Она знала, черт подери. Как она сумела? Черт возьми. Впереди показался город. Над грязными пыльными улицами на вершинах световых конусов пыли висели уличные фонари. Потом их грязная маленькая улица со всеми этими домиками с крышами из рифленой жести. Их дом был ярко освещен. Могла она рассказать этой Лаки об этих их личных проблемах? Когда они столько просидели вдвоем? Он припомнил, какое смешное ощущение было у него в «Нептуне» из-за Лаки и Гранта. Ну их всех на хрен! Они ничего не знают. Ни о чем. Ну и что, если сказала? Бонхэм сжал челюсти и нахмурился, как туча, и грозовое облако пробежало по лицу. Ни хрена они не понимают в настоящих леди.

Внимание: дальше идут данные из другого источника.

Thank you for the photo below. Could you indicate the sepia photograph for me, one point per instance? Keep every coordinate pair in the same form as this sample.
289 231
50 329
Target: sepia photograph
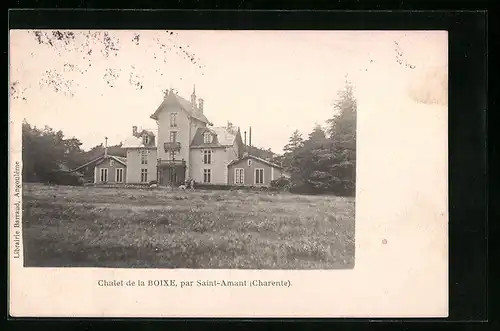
154 172
144 155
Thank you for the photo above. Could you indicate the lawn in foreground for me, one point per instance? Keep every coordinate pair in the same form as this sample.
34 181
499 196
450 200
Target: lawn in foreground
96 227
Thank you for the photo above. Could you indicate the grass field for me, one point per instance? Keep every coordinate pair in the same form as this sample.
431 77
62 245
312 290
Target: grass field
97 227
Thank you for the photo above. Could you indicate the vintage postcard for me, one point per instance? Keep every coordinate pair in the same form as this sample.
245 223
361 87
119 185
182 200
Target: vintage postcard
228 173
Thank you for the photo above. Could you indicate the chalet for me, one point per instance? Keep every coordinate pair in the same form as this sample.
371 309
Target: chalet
105 169
184 146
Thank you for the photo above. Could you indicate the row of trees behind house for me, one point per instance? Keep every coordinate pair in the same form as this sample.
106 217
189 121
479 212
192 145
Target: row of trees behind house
325 162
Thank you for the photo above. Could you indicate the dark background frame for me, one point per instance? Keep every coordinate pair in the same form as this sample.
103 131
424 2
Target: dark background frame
468 104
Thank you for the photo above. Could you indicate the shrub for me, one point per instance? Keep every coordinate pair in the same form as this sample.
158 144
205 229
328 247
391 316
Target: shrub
280 183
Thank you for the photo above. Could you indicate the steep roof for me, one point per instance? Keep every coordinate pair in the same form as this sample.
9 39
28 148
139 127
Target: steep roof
136 142
122 160
222 136
187 106
274 165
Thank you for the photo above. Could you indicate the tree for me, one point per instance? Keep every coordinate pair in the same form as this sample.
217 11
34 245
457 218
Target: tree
342 127
295 142
327 162
45 151
90 47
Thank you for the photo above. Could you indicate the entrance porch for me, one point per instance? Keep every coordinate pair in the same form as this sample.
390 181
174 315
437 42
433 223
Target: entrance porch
171 172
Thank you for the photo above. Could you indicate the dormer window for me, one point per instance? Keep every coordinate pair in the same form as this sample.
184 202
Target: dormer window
173 120
207 138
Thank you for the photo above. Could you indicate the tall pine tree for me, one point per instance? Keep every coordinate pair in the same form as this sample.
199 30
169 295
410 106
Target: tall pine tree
295 142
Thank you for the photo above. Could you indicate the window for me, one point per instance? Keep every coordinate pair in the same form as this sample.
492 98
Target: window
144 175
173 136
104 175
144 157
207 138
119 175
173 120
207 156
239 176
206 175
259 176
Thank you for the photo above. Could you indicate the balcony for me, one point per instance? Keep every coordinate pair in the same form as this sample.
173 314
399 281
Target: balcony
171 163
172 146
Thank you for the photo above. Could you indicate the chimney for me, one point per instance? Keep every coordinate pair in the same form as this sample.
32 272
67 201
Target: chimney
105 147
200 104
249 139
193 97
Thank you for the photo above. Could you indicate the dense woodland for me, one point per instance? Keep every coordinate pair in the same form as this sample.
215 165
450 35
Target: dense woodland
322 162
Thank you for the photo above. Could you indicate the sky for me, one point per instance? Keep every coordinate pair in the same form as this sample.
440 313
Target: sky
274 81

Главное сейчас — избавиться от Орлоффски и услать его на север, а тогда он сам сможет отправиться в Кингстон.
Дома, когда они все обыскали и не нашли камеру, они слегка выпили, и он предложил Дугу свою машину добраться домой.
— Ну, спасибо, Эл, — сказал Дуг. — Я... э... о'кей, возьму.
— Я бы хотел, чтобы ты вернул ее в пол-одиннадцатого — в одиннадцать, — сказал Бонхэм. — Я уеду. А может, лучше я тебя отвезу?
— Может, так и лучше, — ответил Дуг. — Я, наверное, не встану так рано.
По дороге они молчали, но у больших железных ворот виллы он сказал, что ему жаль, что камера потеряна.
— Я считаю, что Орлоффски прав, ее украли проклятые носильщики.
— Я тоже так считаю, — ответил Дуг. — Да это чепуха, правда.
— Ты теперь что будешь делать? Без Гранта и его девушки? — спросил Бонхэм.